Pero su ex marido la acogió como si fuera suya, ya que sus hermanos no querían separarse de ella, esos quince días y Pepe entendió que lo mejor era que estuvieran juntos. Así lo acordaron y Ada que es como se llama la niña nunca lo cuestionó, no calculó, no pensó, no relacionó. Lo dio por hecho.
Sofía sabía que llegaría la hora de aclarárselo. Pero sería a su debido tiempo.

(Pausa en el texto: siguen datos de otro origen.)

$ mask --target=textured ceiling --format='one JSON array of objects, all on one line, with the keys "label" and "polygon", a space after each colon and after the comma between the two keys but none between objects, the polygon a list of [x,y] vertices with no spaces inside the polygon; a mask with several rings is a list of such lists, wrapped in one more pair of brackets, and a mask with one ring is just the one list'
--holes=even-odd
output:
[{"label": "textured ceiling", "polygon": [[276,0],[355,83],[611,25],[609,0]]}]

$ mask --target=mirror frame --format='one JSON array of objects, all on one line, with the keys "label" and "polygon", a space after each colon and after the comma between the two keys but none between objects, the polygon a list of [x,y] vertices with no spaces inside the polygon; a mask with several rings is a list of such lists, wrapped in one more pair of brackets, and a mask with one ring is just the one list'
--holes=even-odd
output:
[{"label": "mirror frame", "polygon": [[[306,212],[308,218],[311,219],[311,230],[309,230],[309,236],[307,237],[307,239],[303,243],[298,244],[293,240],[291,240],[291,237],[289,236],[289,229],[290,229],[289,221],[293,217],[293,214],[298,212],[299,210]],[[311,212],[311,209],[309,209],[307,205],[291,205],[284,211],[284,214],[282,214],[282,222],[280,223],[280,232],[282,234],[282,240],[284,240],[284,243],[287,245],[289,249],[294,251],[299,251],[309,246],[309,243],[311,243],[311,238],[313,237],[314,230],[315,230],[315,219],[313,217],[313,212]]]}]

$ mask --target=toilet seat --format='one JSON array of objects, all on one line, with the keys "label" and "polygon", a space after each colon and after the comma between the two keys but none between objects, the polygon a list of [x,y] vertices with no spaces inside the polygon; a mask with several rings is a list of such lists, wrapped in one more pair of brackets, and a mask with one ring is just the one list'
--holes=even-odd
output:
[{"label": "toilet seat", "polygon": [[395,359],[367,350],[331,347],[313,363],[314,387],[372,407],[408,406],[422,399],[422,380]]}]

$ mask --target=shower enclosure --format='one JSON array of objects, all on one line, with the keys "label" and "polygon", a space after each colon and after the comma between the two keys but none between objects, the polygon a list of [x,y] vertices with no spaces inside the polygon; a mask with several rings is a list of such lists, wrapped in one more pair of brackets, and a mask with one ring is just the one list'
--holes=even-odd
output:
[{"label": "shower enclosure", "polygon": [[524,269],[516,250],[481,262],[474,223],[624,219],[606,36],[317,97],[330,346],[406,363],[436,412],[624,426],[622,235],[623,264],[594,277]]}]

Una situación tan difícil de sostener, se convirtió en algo fácil de llevar. Además ella tenía tiempo para ella misma, correr, pasear, leer y adentrarse en lo que más le gustaba de su profesión. La humanidad al atender a los enfermos, los cuidados del alma, la sutileza al tratar los casos, la mirada de confianza de que todo saldrá bien. Todo ello le hacía ser alguien muy especial, que tanto para los enfermos como para los compañeros no dejaba de ser imprescindible para que en su planta existiera el buen humor, el ambiente positivo y las ganas de hacer, de ayudar, de descubrir, de amar. Volcar todo ese amor que tenía y que no podía dar a sus hijos en esos 15 días, que tanto le costó rellenar. 
No contaba en su día con que todo se acabaría y hasta que emprendió el vuelo de nuevo con un piloto distinto, tuvo que pasar el calvario de encontrar los recursos para volver a vivir con las mismas ganas que antes, encontrarse a sí misma, quererse, y saberse importante en un mundo que no había compensado su entrega y le había quitado la poca prepotencia que podía tener por no pertenecer a una vida femenina en la India, África, China o cualquier parte del mundo, donde a la mujer se la veja, se anula y se la destruye.
Llegó a casa, eran las 2,30, fue a darse una ducha. El día había sido muy duro. Un paciente con el que tenía mucho feeling, del que había aprendido mucho y con el que por sus circunstancias había compartido mucho tiempo. Había fallecido por la noche, no se llegó a despertar. Sofía estaba triste y relativamente contenta ya que murió como quería, quizás en un bonito sueño.
El agua salía helada, se le estremeció todo el cuerpo, tornándose rígido como una piedra. Salió con gesto contrariado, movió las llaves del agua, miró envuelta en una toalla el calentador, pero nada.
Se vistió como pudo, abrigándose con un chándal y se puso una pinza en el pelo. Bajó a llamar a un fontanero, se dio cuenta que la lluvia había calado su habitación, debía de ser de una fisura del tejado.
Fue a comprobar la cadena del váter y no iba, además de que parecía perder agua a todo tren. 
Se levantó un fuerte viento y se desplomó el toldo de la terraza.
Se tiró en el sofá y le empezaron a brotar unas enormes lágrimas. Ahora la inundación estaba dentro de ella, no paraba de llorar. Estaba harta de contenerse y su casa le estaba haciendo un favor, le estaba ayudando a desahogar. Su energía, estaba produciendo un tremendo estruendo.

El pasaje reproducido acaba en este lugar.